By, the way, in 2005 on the Rake, Ben Greenwood beat Jim Henderson by 0.3 seconds. In other words the winning margin was 0.3 seconds or 170 grams.
However, it depends which way you look at it. If you are a leisure rider. Is it worth spending an extra £2,000 to save 1.7 seconds on a climb like the Rake? If it takes you 4.40, does it matter if it takes you 4.42?
- 298m height gain
- 2.2 km
- Average gradient: 13%
- If weight of rider 61 kg, power 300 watts.
- 5kg less. Time saved = 46 seconds
However, it may be more time saved, when the gradient is variable. The analytical model assumes a constant gradient. But, Hardknott pass gets up to 30%. Weight saved is likely to be more important on variable gradients because of the effort to accelerate up the steeper parts.
What about a climb like Alpe d’Huez?
photo Maurice Koop
- 14 km distance
- Average gradient of 8.1% (max gradient 10.6%)
- Height gain 1071 metres
- power 400 watts
- 1 kg saved = 24.16 seconds
Lose 10 kg and you will be able to climb Alpe d’Huez 4 minutes quicker. No wonder, heavier built riders like Mark Cavendish can never compete in the mountains.
Empirical Tests on Alpe D’Huez
According to this site (Alpe d’Huez weight). A rider tired climbing Alpe d’Huez at constant power of 275 watts. With 1.8 extra kg. It took an extra 66 seconds – which is very close to what the model suggests for 1.8 kg (64 seconds) .

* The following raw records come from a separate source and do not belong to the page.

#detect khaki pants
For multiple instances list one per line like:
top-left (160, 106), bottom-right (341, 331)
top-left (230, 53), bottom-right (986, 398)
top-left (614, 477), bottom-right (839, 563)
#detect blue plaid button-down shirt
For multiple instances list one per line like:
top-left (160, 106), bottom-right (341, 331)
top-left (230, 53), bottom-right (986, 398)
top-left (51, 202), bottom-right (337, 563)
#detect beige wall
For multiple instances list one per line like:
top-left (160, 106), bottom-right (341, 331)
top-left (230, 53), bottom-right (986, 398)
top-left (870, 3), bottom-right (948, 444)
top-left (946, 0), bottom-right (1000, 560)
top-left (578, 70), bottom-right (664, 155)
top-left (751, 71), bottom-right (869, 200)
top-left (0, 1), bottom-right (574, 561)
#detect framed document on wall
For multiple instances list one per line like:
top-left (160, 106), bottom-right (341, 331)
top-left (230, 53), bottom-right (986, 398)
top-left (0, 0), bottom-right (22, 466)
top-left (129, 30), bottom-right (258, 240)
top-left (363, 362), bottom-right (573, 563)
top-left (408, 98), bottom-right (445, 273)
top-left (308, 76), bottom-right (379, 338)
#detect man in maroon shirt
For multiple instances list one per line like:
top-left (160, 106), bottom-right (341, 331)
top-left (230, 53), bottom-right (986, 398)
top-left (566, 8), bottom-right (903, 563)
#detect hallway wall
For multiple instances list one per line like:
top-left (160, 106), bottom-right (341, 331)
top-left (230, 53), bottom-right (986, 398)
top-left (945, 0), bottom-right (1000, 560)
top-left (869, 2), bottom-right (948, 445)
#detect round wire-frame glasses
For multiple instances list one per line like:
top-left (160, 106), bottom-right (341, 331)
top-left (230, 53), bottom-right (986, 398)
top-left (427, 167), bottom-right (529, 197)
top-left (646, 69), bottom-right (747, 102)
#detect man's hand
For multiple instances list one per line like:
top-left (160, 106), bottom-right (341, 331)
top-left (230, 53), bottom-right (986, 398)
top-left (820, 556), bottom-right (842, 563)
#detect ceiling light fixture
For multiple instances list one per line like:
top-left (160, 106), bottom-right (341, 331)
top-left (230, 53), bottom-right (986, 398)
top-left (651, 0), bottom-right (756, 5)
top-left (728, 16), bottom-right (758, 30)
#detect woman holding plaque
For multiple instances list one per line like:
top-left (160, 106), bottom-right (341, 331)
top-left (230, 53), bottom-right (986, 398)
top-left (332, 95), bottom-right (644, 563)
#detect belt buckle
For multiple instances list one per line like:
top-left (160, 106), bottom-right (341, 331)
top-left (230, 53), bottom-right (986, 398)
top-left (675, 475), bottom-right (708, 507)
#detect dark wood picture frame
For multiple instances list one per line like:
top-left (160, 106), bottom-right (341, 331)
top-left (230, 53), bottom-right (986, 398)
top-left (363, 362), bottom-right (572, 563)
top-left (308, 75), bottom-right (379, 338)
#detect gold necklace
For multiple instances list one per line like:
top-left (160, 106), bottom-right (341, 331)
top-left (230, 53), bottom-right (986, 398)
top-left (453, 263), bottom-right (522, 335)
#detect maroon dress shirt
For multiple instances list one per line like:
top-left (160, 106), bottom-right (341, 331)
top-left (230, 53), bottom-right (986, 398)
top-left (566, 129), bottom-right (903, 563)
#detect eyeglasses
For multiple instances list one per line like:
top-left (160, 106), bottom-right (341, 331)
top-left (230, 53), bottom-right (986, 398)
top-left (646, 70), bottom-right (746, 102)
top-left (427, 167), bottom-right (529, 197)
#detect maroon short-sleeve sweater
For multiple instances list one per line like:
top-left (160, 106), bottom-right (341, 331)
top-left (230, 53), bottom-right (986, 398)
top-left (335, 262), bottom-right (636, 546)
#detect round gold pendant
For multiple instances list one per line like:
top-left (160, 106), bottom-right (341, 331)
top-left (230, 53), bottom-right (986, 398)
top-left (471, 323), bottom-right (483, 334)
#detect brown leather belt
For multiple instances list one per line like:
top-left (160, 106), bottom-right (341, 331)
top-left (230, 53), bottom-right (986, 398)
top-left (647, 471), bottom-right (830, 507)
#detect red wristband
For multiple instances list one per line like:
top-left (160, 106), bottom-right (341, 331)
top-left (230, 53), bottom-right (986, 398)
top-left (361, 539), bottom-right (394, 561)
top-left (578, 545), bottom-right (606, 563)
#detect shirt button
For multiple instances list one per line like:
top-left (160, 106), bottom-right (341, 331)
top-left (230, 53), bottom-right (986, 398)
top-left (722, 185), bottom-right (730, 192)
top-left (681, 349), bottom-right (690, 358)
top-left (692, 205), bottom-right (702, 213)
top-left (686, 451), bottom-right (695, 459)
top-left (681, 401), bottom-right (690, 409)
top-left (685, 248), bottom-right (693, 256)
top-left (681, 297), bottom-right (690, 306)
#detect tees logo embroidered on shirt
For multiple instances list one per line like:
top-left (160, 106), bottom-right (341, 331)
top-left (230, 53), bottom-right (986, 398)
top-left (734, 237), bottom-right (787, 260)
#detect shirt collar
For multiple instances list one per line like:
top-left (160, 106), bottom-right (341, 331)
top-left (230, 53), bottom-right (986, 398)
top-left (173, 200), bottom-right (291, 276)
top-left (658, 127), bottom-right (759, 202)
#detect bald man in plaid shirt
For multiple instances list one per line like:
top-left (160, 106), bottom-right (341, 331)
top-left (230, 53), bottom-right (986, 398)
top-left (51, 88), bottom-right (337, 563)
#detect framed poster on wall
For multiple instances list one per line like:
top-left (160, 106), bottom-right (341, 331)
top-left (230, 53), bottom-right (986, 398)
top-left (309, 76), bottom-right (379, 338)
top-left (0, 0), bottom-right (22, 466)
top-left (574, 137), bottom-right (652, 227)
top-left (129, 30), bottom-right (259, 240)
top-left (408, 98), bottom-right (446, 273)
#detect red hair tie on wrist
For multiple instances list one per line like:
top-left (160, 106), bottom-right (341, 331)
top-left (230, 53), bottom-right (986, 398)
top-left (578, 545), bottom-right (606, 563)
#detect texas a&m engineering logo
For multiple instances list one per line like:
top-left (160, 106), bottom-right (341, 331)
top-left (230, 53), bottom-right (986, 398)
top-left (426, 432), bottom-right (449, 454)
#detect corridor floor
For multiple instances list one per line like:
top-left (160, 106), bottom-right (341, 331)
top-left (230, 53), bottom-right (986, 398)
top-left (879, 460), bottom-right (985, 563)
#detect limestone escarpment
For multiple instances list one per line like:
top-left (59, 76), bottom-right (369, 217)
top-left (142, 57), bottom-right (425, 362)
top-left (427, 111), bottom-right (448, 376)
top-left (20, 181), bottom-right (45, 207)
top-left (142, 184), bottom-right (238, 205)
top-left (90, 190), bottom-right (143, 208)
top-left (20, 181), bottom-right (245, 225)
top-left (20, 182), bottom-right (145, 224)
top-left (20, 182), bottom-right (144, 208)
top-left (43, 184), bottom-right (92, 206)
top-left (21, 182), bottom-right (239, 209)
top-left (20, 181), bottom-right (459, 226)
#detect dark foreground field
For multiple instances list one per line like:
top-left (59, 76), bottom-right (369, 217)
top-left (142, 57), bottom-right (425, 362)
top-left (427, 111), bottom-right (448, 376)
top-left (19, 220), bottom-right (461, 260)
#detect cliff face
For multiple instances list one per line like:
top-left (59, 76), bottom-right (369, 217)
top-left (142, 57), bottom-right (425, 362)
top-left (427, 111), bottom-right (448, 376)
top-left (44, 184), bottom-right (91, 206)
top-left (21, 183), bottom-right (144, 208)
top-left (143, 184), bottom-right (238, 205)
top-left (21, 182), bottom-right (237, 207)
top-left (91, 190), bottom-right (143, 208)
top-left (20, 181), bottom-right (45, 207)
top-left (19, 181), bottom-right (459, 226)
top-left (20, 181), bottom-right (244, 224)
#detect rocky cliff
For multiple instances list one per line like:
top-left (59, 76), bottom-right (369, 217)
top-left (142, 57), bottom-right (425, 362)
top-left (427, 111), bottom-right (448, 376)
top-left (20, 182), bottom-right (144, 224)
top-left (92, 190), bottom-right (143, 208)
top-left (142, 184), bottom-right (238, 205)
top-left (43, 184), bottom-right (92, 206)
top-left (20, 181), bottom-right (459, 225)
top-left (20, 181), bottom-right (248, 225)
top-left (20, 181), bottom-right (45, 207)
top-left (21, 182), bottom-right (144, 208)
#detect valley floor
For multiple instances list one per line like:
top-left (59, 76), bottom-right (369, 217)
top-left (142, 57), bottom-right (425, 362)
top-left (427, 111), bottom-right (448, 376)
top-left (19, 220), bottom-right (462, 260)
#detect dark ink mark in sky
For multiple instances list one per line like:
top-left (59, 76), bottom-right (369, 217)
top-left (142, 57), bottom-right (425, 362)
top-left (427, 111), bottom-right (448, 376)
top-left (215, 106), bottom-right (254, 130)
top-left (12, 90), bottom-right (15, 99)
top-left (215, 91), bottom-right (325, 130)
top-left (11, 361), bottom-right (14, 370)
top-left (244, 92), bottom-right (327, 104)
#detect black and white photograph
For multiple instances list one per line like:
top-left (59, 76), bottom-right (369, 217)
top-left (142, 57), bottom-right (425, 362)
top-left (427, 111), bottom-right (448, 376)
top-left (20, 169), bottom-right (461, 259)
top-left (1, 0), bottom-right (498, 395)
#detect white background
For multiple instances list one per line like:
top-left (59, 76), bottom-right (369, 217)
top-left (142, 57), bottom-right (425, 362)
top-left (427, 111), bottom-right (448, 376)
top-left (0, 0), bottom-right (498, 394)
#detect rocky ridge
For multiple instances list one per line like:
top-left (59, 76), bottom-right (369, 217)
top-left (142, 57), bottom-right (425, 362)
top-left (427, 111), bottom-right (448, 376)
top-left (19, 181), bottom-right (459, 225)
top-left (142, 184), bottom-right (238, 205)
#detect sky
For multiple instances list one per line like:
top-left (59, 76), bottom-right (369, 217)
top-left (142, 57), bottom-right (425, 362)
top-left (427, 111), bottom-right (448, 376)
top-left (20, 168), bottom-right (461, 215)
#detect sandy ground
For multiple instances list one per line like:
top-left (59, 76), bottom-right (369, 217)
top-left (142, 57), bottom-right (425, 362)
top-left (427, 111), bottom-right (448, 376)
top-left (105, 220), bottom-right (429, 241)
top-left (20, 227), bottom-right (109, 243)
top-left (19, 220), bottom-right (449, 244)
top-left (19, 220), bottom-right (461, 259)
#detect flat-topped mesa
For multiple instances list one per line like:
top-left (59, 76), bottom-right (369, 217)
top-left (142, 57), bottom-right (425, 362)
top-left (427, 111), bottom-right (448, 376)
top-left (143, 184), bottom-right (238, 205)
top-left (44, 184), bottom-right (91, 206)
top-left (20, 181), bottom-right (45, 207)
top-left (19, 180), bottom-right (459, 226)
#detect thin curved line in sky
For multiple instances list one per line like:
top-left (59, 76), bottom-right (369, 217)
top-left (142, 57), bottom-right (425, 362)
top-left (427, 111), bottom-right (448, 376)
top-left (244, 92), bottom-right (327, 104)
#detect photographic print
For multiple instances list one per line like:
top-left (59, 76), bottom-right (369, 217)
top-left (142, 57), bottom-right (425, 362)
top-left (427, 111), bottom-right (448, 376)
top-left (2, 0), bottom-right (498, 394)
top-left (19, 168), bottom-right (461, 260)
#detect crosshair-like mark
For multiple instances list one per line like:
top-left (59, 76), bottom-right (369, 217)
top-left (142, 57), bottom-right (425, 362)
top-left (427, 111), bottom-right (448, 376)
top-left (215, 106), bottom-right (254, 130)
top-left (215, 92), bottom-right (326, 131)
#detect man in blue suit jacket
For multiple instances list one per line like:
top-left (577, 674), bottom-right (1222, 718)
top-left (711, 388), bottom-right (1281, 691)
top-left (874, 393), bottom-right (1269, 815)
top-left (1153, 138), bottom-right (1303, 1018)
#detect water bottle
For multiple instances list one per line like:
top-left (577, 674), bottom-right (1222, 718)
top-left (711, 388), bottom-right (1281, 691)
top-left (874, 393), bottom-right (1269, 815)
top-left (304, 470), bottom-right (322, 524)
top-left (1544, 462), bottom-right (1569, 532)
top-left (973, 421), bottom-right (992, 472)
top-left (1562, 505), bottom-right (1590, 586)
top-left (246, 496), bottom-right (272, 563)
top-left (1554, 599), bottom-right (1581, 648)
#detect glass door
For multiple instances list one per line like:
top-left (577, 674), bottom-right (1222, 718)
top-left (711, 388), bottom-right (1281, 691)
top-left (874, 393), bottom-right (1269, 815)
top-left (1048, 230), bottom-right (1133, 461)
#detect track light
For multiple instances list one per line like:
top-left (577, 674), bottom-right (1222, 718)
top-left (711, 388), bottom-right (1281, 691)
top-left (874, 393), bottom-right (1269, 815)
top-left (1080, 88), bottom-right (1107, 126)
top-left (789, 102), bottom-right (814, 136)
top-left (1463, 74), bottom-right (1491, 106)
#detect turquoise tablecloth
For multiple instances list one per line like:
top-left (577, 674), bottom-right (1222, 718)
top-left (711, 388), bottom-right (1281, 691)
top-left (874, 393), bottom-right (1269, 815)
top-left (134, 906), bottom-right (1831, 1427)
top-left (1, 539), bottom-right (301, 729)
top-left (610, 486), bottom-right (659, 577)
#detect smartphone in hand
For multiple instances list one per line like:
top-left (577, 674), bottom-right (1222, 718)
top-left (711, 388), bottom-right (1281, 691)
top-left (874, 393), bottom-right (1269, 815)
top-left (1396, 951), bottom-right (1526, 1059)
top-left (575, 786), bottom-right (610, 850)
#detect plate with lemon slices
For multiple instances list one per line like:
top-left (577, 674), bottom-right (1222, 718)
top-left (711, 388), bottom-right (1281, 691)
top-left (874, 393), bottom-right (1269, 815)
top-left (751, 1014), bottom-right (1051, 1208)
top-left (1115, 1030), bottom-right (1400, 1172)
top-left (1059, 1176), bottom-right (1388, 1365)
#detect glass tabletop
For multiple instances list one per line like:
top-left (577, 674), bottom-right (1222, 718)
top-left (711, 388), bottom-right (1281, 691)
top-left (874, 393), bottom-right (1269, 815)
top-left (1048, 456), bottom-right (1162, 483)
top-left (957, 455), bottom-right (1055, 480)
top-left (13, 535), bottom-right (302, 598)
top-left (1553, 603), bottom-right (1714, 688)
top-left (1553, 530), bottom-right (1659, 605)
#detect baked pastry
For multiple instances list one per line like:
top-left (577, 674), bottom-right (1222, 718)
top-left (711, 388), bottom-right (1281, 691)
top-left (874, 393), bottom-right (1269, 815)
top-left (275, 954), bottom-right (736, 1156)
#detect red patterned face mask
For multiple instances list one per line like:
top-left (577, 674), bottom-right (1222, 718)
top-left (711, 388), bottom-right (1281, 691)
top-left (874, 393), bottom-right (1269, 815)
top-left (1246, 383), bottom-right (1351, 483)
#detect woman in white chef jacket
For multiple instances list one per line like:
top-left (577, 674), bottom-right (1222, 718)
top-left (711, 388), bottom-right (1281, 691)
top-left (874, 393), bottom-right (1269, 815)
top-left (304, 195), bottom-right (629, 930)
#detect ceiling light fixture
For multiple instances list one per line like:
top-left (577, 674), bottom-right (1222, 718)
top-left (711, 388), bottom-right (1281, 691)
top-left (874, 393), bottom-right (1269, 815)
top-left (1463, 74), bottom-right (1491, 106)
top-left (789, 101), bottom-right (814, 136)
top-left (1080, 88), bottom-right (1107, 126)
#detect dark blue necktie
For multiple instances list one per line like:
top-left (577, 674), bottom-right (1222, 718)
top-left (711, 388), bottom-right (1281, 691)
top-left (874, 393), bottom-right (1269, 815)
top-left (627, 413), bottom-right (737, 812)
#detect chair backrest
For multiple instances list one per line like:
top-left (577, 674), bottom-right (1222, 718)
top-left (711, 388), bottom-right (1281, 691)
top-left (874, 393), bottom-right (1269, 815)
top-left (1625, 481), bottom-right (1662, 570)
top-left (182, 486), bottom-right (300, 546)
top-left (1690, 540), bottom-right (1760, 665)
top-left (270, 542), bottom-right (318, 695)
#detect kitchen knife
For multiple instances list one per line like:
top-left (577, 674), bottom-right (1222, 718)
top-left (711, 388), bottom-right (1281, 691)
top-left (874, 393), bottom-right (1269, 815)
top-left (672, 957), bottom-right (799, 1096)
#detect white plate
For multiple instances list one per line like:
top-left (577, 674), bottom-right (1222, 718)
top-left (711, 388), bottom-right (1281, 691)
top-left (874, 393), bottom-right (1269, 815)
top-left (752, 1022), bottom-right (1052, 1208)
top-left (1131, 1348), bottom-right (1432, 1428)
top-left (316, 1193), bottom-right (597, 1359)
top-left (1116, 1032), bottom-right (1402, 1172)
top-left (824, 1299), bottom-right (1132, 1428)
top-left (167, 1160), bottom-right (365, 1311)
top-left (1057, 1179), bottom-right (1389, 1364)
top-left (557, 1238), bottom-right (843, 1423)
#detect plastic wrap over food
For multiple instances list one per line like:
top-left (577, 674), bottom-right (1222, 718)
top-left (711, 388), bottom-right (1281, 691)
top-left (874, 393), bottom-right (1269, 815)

Losing weight on the wheel
It is argued that saving weight on your wheel gives an even bigger advantage. This is because a wheel rotates at twice the speed of your bike. Therefore, extra power is needed in accelerating wheel weight. According to the empirical tests on Alpe d’Huez adding an extra 1.8 kg to wheels was an extra one minute slower than putting the weight on the bike. Therefore, if you can some lighter wheels, the benefit from the weight saved will be greater.
Test Results from Alpe d’Huez
- 52.01, 275w – Normal bike + 1.8Kg extra water in tyres(!)
- 51.34, 277w – Normal bike + 1,8Kg extra water on bike.
- 49.40, 278w – Normal bike
- 50.38, 273w – Normal bike, reduced tyre pressure only 3 bars.
Other issues in weight saving
Power. When climbing it is not all about weight, but also power transfer. If you lose weight at the expense of rigidity and strength, the gains may be lose. When I switched from Aluminium frame to Trek Madone 6.9 Carbon fibre, I felt a stiffer more powerful bike – the weight was actually the same.
Aerodynamics. At certain speeds benefits from reducing aero drag outweigh weight savings. Thus a slightly heavier time trial bike may be faster than a road bike on a hill climb of 3%.
Tailwind. If there is a strong tailwind, the lighter riders will tend to do relatively better. This is because with a tailwind, power to weight ratios become more important than power to aerodynamic drag.